In a case that will impact the role of Inter Partes Review and Post Grant Review at the Patent Office, the Federal Circuit issued a precedential order denying a petition for rehearing en banc in the case of In re Baxter, Int’l Inc (Fed. Cir. 2011-1073) (originally reported at 678 F.3d 1357). The concurring opinion of Judge O’Malley (with which Judges Rader and Linn joined) sought to clarify an issue raised by the dissent (Newman, J.) relating to whether an administrative action can nullify a judicial order. Specifically, Judge O’Malley wanted to clarify that nothing in the underlying ruling prevents the Patent Office from reviewing the validity of a patent, even if a district court has previously found the patent is not invalid. “A judgment in favor of a patent holder in the face of an invalidity defense or counterclaim merely means that the patent challenger has failed to carry its burden of establishing invalidity by clear and convincing evidence in that particular case- premised on the evidence presented there.” Id.at 2. It is also instructive to note that the Court found that a later review of a patent before the Patent Office is undertaken based on the particular evidence before the PTO, and with a lower burden of proof (preponderance of the evidence).
Importantly, however, the Federal Circuit clarified, and the PTO conceded, that a later finding of invalidity of a patent by the Patent Office (i.e., in an Inter Partes Review) does nothing to alter a prior judicial decision against a specific patent challenger.
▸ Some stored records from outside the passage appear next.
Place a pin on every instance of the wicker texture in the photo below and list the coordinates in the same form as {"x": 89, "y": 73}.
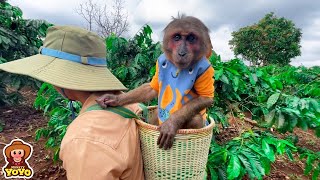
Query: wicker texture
{"x": 187, "y": 158}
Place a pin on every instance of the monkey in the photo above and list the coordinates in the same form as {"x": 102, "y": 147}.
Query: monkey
{"x": 183, "y": 81}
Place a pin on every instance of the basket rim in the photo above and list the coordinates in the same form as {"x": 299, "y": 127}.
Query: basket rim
{"x": 180, "y": 131}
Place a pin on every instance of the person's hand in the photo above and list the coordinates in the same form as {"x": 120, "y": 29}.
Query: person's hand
{"x": 108, "y": 100}
{"x": 168, "y": 130}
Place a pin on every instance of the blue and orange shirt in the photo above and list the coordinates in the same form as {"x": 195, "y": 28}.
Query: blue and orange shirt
{"x": 176, "y": 87}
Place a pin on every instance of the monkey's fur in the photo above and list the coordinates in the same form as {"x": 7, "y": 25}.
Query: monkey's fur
{"x": 186, "y": 41}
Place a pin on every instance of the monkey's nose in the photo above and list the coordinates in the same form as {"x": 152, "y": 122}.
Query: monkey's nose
{"x": 182, "y": 54}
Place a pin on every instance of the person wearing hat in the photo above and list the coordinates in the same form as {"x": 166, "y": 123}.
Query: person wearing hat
{"x": 98, "y": 144}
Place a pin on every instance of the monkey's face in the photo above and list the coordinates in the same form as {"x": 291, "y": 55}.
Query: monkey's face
{"x": 185, "y": 48}
{"x": 186, "y": 40}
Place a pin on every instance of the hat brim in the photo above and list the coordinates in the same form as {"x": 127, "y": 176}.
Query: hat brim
{"x": 64, "y": 73}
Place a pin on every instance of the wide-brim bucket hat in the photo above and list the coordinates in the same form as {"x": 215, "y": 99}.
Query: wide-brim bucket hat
{"x": 71, "y": 58}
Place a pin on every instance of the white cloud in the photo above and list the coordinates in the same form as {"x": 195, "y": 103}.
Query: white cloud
{"x": 222, "y": 17}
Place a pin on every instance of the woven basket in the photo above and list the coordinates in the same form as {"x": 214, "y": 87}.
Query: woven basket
{"x": 187, "y": 158}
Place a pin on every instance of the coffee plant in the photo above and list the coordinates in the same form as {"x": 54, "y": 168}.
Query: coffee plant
{"x": 19, "y": 38}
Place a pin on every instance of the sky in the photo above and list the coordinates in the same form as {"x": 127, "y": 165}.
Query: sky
{"x": 221, "y": 17}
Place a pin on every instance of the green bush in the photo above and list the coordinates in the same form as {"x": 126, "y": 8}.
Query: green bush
{"x": 19, "y": 38}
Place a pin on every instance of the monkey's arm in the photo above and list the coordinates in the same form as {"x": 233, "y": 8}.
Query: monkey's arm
{"x": 204, "y": 87}
{"x": 177, "y": 119}
{"x": 143, "y": 93}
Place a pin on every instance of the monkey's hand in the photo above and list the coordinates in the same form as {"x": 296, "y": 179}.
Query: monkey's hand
{"x": 108, "y": 100}
{"x": 168, "y": 130}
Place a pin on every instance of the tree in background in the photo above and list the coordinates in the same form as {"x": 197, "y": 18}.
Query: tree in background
{"x": 104, "y": 20}
{"x": 272, "y": 40}
{"x": 19, "y": 38}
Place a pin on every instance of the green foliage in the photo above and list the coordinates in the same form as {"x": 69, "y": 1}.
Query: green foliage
{"x": 272, "y": 40}
{"x": 274, "y": 97}
{"x": 312, "y": 164}
{"x": 19, "y": 38}
{"x": 251, "y": 153}
{"x": 280, "y": 97}
{"x": 56, "y": 107}
{"x": 133, "y": 61}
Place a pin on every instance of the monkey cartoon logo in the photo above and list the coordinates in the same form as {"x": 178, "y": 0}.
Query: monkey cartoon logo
{"x": 16, "y": 155}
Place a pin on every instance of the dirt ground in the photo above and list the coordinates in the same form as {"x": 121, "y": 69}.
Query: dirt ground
{"x": 23, "y": 120}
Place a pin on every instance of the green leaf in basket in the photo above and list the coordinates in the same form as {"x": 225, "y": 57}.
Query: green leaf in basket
{"x": 234, "y": 167}
{"x": 144, "y": 112}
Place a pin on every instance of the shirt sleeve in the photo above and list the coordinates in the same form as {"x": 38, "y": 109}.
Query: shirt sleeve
{"x": 155, "y": 79}
{"x": 204, "y": 85}
{"x": 85, "y": 159}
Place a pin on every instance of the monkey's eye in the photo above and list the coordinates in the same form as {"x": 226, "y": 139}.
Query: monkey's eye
{"x": 191, "y": 38}
{"x": 177, "y": 37}
{"x": 164, "y": 64}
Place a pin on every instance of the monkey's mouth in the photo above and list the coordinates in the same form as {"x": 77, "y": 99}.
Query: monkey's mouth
{"x": 174, "y": 75}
For example, if Defendant is found to infringe a patent, but that patent is later deemed invalid, principles of res judicata prevent that Defendant from removing the burden of its loss in federal court.
While the Baxter case was decided in the context of reexamination, there is nothing in the Federal Circuit’s order that would suggest that the holding does not also apply to Inter Partes Review and/or Post Grant Review. Merely because a patent was found not invalid at the district court level does not prevent that same patent from being subject to Inter Partes Review or Post Grant Review. That is not to say, however, that the defendant who loses in that district court case can reverse that federal court determination by prevailing at the PTAB.